A major challenge to the theory has been that the carbonate globules actually formed by inorganic processes at temperatures of more than 1,200 degrees, far too hot for life.

But the new studies show that temperatures of the globules never exceeded 212 degrees - scalding, but still within the living range of known life forms.

"Our work shows that there are no show stopper lines of evidence in the temperature," said Valley. There are other reasons to be skeptical, however, he said, "and it will be difficult to convince the world one way or the other."

"Our results don't prove there was life," said Joseph L. Kirschvink, head of the Cal Tech team. But the finding proves that the possibility of life cannot be eliminated because of temperature, he said.

The Cal Tech team determined the temperature history of the rock by measuring the magnetic field direction of tiny parts of the samples. The magnetic field direction in a rock will change slightly each time it is heated and cooled.

"To make the measurement, we had to saw apart a specimen the size of a grain of sand," said Altair T. Maine, a member of the Cal Tech team.

Kirschvink said his team found that after the rock cooled from a melt some 4 billion years ago, it was never again heated to a temperature lethal to all life.
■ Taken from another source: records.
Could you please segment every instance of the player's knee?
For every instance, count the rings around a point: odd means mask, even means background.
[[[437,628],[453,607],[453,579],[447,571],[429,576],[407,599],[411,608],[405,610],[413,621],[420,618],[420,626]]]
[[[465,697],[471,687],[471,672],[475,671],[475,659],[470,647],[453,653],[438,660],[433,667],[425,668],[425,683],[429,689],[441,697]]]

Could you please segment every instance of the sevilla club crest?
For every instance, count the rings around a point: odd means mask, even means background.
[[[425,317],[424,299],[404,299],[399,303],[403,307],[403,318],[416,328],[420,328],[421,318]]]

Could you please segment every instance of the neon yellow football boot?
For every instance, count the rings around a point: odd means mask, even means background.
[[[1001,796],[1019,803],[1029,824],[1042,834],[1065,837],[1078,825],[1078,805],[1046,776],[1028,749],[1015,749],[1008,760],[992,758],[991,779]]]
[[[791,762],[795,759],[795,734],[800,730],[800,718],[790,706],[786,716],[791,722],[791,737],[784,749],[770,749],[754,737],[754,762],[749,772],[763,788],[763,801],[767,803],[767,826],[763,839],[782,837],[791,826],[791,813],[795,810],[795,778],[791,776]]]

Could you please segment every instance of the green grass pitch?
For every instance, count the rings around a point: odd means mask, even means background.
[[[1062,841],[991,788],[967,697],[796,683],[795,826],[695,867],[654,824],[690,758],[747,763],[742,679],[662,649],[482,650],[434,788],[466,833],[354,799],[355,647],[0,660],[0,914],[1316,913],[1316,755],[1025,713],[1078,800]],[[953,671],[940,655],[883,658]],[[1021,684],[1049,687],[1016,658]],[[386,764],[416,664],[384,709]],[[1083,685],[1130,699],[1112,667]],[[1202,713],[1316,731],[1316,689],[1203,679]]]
The Cal Tech study also showed that early in the history of Mars, the planet had a magnetic field similar to that of Earth. Kirschvink said this means the planet probably had an atmosphere. A strong magnetic field allows a planet to retain an atmosphere.

Over billions years, however, Mars has lost its magnetic field and most of its atmosphere, he said.

Kirschvink said the magnetic studies also show that the sampled part of the Mars meteorite never heated up as it entered the Earth's atmosphere and smashed into the Antarctic. This suggests that microorganisms could survive a trip from Mars to Earth.

"An implication of our study is that you could get life from Mars to Earth periodically," he said. "In fact, every major impact could do it."

Earlier studies had suggested a Mars origin of life and Kirschvink said his studies do not rule out this possibility.

Kurt Marti, an expert on the chemistry of the solar system at the University of California, San Diego, said the two new studies may lay to rest temperature challenges to the Mars life theory, but he said there are other objections.

"These all have to be addressed one by one," he said. "Until that is done, we have to be careful about accepting or rejecting this theory."

Among the theory's other problems: the need for chemical evidence of life based on carbon isotope ratios, and better physical evidence that the carbonate globules are, in fact, fossils.

Valley said he hopes to start soon an analysis of the carbon isotopes.